One trend that gained more ground was the adoption of a consultative sales approach, says John Jakobe, market intelligence manager at Strawhecker. “A lot of providers have seen the value of integrated payment providers,” Jakobe says. “They have seen them become a sales channel.”
It was happening prior to the pandemic, but the crisis sped up the shift to software companies having the conversation about payments in many instances. Payments originating from the software channel have grown at a rate of approximately 300% since 2017, outpacing most traditional channels by almost two to one, according to Strawhecker’s Acquiring Industry Metrics database.
Prior to the pandemic, many payment providers sought merchants not only with face-to-face meetings, but by attending trade shows for various industries to meet merchants and developers catering to their segments. “That is no longer an option,” Drieling says.
Now, many providers now will hire a firm like The Strawhecker Group to develop lists of prospects. “I get the feeling going forward we will see much heavier emphasis on the digital elements,” says Drieling.
Bank and credit-union referrals also remained a valuable acquisition channel for payments companies. Merchants were looking for Paycheck Protection Program loans and guidance, and saw their financial institutions as resources, Drieling says, adding, “Banks still remain a very healthy, significant, and viable channel for acquirers.”
A Hybrid Model
While it may be too early to know if face-to-face interactions will return to pre-pandemic levels, Yazdian believes a hybrid model will develop. “The general population enjoys face-to-face conversations,” he says.
And, in financial transactions, some level of face-to-face interactions will be prevalent. “But the efficiencies we created during this process, like how quickly we can onboard, will continue to enhance that,” says Yazdian. “I do see face-to-face coming back to the market. The process will be faster, cleaner, and more succinct.”

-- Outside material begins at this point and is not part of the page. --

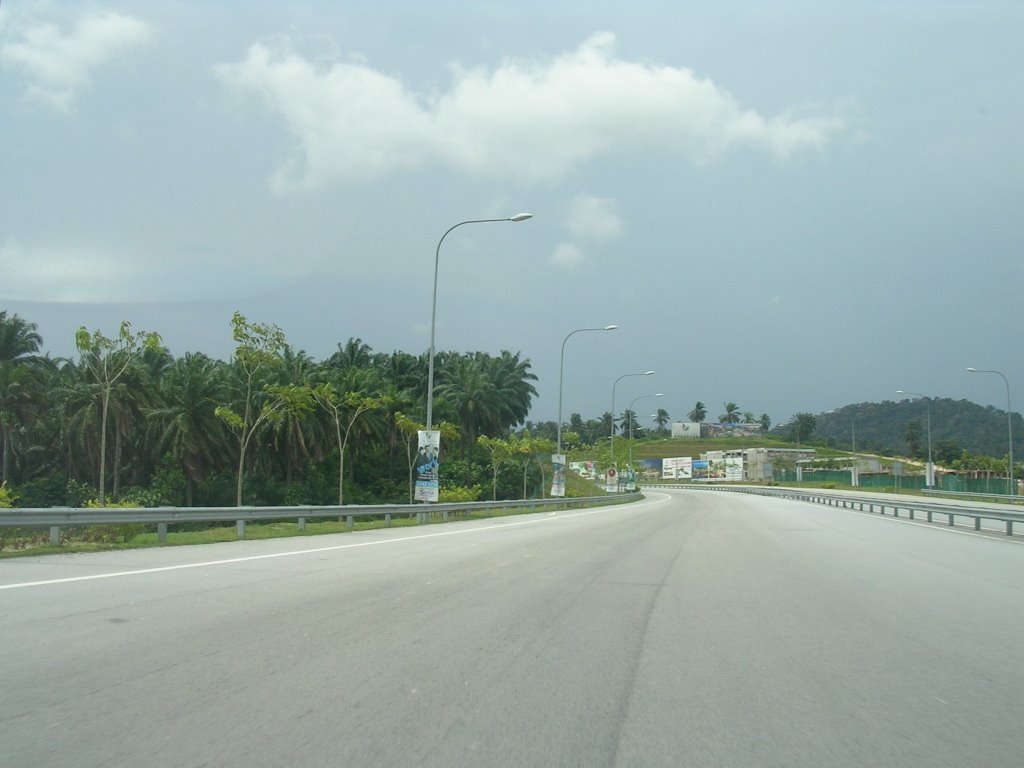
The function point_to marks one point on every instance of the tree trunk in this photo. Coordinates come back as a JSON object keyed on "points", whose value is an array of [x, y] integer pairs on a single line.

That mirrors Drieling’s position. “It won’t ever go away completely,” he says. Large enterprise merchants in particular value these type of interactions. They have large, complex payment systems and some merchant categories, like petroleum or the airline industry, are extremely complex he says.
But for less complex merchant segments, more focus on online sales and advertising may be here to stay. “Social media in itself, not only for the advertising, but direct selling, is becoming extremely popular,” Jakobe says. “They will continue to be a large sales channel.”

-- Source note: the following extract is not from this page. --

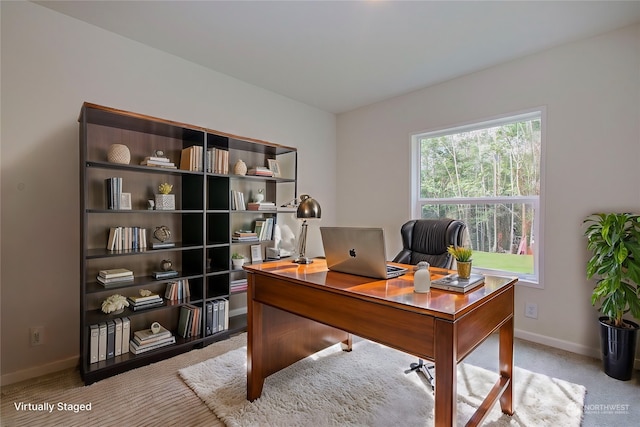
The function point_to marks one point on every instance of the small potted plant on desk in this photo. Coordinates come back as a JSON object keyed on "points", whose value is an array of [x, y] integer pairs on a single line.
{"points": [[463, 260], [237, 260], [614, 241]]}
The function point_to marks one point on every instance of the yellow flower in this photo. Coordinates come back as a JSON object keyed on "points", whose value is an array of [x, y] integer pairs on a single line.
{"points": [[165, 188]]}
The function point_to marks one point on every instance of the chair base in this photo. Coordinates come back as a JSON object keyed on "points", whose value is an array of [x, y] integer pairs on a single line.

That can include third-party social media sites or a company’s own Web site, among others, he says. Because so much data can be collected online, highly targeted advertising can be used to potentially reach merchants.
Whatever the size of the merchant, acquirers of all sizes have faced significant changes in how they find them. Some were already in the works prior to the pandemic, but other changes got a boost. “Covid caused us to move a little bit faster on doing things,” Yazdian says.